Pre-Launch: Transparency as a Safety Tool
One of the document’s more assertive positions concerns pre-launch disclosure. Operators are directed to publicly share planned insertion orbits, final operational orbits, and transit strategies — including, for constellation operators, launch cadences and satellite counts. The governing principle is explicit: “Proprietary restrictions should be construed very narrowly; the general guideline should be if a feature or approach is discoverable after launch, then it should be shared explicitly before launch.”
Launch collision avoidance (LCOLA) screening against all resident space objects is required, with heightened protections for crewed vehicles. The document specifies use of NASA’s standard safety screening volume of 31 miles radially by 124 miles in-track by 31 miles cross-track (50 km x 200 km x 50 km) around crewed assets, and mandates closing any launch window whose predicted trajectory penetrates that buffer.
Operators must also register satellites with national registries including operational contact information, and coordinate pre-launch with cataloging agencies to minimize the “COLA Gap” — the window of reduced safety screening between deployment and the establishment of reliable catalog tracks.

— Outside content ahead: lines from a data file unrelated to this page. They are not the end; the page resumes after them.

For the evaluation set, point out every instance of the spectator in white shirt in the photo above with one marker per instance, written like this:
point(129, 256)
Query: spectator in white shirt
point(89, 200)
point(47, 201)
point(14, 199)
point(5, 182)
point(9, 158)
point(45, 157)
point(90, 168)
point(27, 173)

On-Orbit Operations: A Precision Regime
During operations, the standards call for satellite operators to submit predicted orbital ephemerides — descriptions of future position, velocity, and associated uncertainties — to conjunction assessment screening authorities at least three times daily for low Earth orbit satellites, with additional updates required whenever a trajectory change is planned or executed.
The document codifies the probability of collision (Pc) threshold of 1-in-10,000 as the level requiring a mitigation maneuver, describing it as “an industry-accepted metric that achieves an acceptable balance between the need to perform risk mitigation actions and tolerable false alarm rates.” When a potential collision could generate more than 50 debris fragments, a more conservative 1-in-100,000 threshold is recommended.
The standards also set precise requirements for post-maneuver verification: the primary conjunction risk must be reduced by at least 1.5 orders of magnitude below the threshold, and operators must confirm no new, unmitigatable high-risk conjunctions are created within a 48-hour window.
Satellite Disposal: The Five-Year Rule
End-of-life management receives direct treatment. LEO satellites that cannot naturally decay within five years must be actively deorbited, with operators expected to maintain collision avoidance maneuvers throughout the deorbit process. Satellites should be passivated — drained of residual stored energy sources — to minimize fragmentation risk. Operators are also directed to coordinate reentry timing with cataloging agencies to avoid overwhelming tracking systems with simultaneous events.
Looking ahead, the document calls for satellites occupying high-altitude orbits to include interfaces for active debris removal, acknowledging that the technology is still maturing. It is one of several areas the authors describe as “aspirational” — recommended practices for which the global infrastructure is still under development.
Satellite operators, both new entrants and established constellation managers, are encouraged to review the full document. “This set of best practices can guide and improve cooperative operations in space,” the document states, “helping to ensure that future generations maximize the benefits of space.”